In the elections held since the seat of Suffolk Coastal was first created in 1983 till 2010, only four women had even tried to become an MP here. My predecessor had been in place from before 1983 and had decided to retire only a few months before the election. I was fortunate that David Cameron had changed party rules, such that the local Conservatives chose from three men and three women. I won that contest on the first ballot though some people who are now my strongest supporters freely admit they did not expect to vote for a woman. I am glad I persuaded them.

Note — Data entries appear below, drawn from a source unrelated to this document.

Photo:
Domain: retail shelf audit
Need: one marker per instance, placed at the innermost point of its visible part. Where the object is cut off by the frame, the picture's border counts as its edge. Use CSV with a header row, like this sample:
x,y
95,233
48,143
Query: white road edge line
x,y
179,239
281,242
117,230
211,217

That said, I have had my fair share of mansplaining, I have had to push back on those who I do not think would have spoken to my predecessor in the same way and I do not know if that was because I was a blow-in or a confident, thirtysomething, professional woman being assertive and assured in standing up and acting for what I thought was in the best interests of the people I represented.

I am pleased to have brought a female touch and was delighted to be joined by Bury St Edmunds MP Jo Churchill in 2015. I think we were able to really galvanise and complete the effectiveness of Suffolk MPs working together.

Looking forward, I would like us to be more ambitious on encouraging more women into elected public life. It is said that women have lower risk appetites but I am concerned that ongoing abuse, particularly on social media, and the murder of Jo Cox is having a chilling effect on those whose first concern, understandably, is their family. From my experience, the effort is certainly rewarding, even if you do have to don a tin helmet from time to time.

The ladies who helped secure the vote had it far tougher but their tenacity won the day. I will do what I can to help even more enjoy the privilege of public service, hard won by the women who went before us.